Sometimes when you live, work or commute to a city everyday you forget to notice the little things that make a city beautiful. I am lucky enough to study in York, which despite being a city, isn’t a concrete jungle. York is honestly the most beautiful place I have ever been, and is very photogenic. I wanted to write this blog post as a reflection on my first year studying in York, but also about how I am beginning to notice now that the summer is here how much nature intertwines with a city that is so heavily focused on architecture. York is full to the brim with culture and history alongside some very aesthetically pleasing buildings and outdoor spaces. During my second semester at university I decided to make a conscious effort to make the most of my surroundings, to see more of where I study, and find all of the beautiful outdoor spaces York has to offer.

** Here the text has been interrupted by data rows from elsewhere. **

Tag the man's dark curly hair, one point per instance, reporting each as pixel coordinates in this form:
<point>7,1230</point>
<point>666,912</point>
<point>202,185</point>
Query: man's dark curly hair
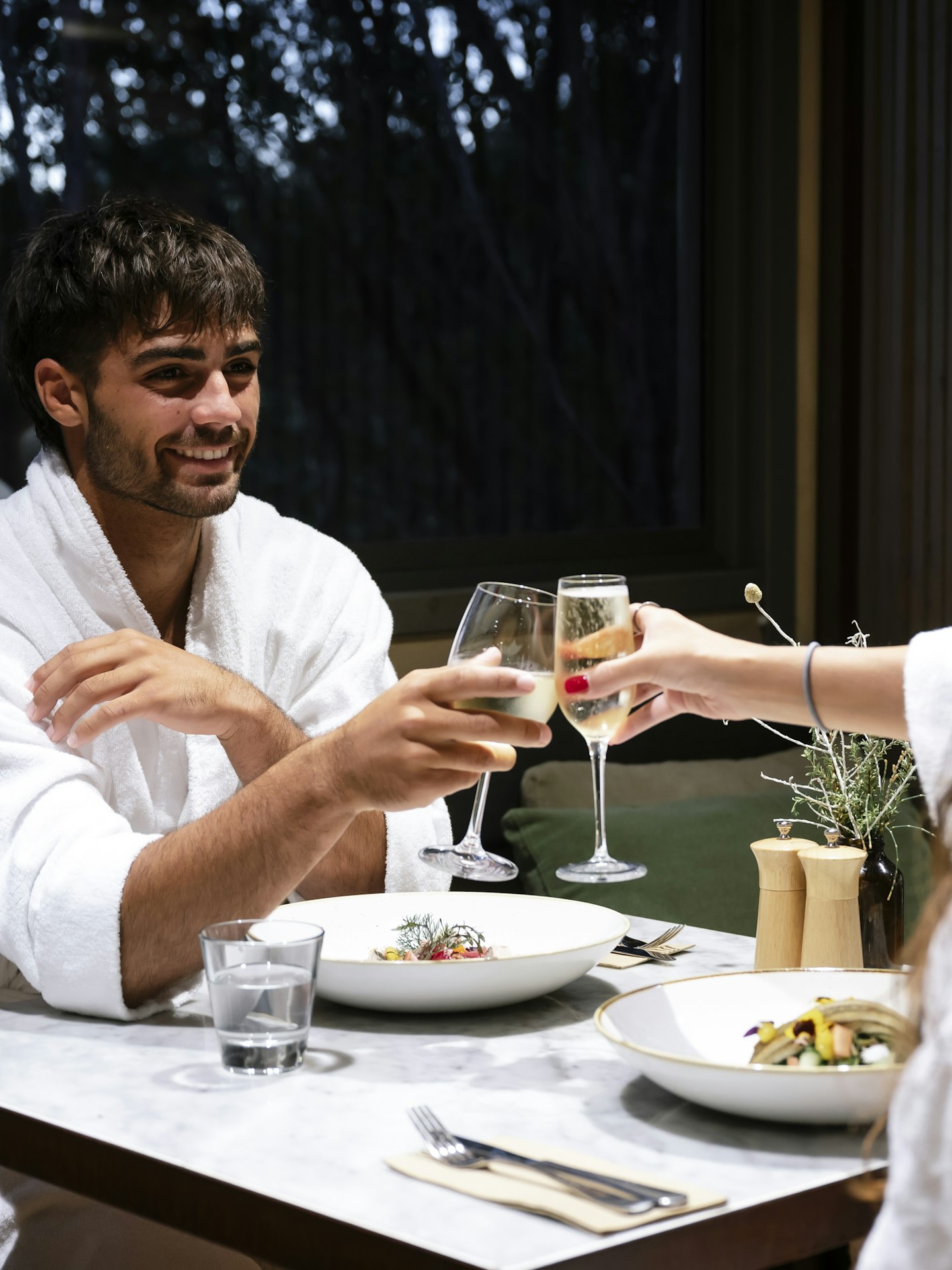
<point>128,266</point>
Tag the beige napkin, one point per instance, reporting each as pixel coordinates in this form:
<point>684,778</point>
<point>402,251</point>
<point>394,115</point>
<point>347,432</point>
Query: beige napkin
<point>622,960</point>
<point>524,1188</point>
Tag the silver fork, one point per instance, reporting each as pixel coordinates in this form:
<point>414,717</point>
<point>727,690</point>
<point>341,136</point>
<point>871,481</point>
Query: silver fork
<point>654,949</point>
<point>446,1147</point>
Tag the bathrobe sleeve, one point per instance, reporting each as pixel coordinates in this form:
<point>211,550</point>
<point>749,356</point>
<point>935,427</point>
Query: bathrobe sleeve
<point>63,859</point>
<point>914,1227</point>
<point>343,665</point>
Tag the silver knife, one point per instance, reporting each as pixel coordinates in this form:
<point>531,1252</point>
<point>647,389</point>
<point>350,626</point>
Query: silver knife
<point>639,1191</point>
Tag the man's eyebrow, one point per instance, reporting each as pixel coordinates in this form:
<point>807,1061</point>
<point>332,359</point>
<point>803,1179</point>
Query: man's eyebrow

One of my favourite places to visit are the Minster Gardens, it is slightly out of the way, it is quiet, away from the hustle and bustle of the tourists and the perfect place to sit and read! The museum gardens are also lovely, and sitting along the river on a sunny day might be one of the best things about being in York. As a literature student, I love a good bookshop, and there are an abundance of bookshops selling both second hand and brand new books (including a brilliant Waterstones!) Minstergate Bookshop is among one of my absolute favourites! It sells amazing quality books – I am not 100% certain whether they are actually secondhand, I’m sure some of them are, but regardless they sell new looking books for a secondhand price and the shop itself is reminiscent of York with it’s teeny tiny rooms and narrow staircases. There is also The Little Apple Bookshop which sells full price books but is affiliated with my university so has a lot of copies of my set texts, meaning I can always find what I am looking for in there. These shops are to name but a couple of MANY lovely little bookshops in York, many of which I have yet to visit!
York has so many independent shops, and I often walk past a bakery that sells artesian bread and pastries on the way to university and the smell really is something else! Many of the independent coffee shops use locally sourced bread and produce, and it is nice to know that what you are eating hasn’t been sat in a factory days before you’re eating it. York is a city, and a pretty big one at that, but strangely enough all of its quirks and winding streets are completely unchanged by the presence of modern life. Every historical building and place stands proudly above the bustling city, everyone who lives here boasts of how lucky they are live in such beautiful surroundings and everyone who visits envies us all. York is unapologetically natural in every way possible and I too feel lucky to live and study here.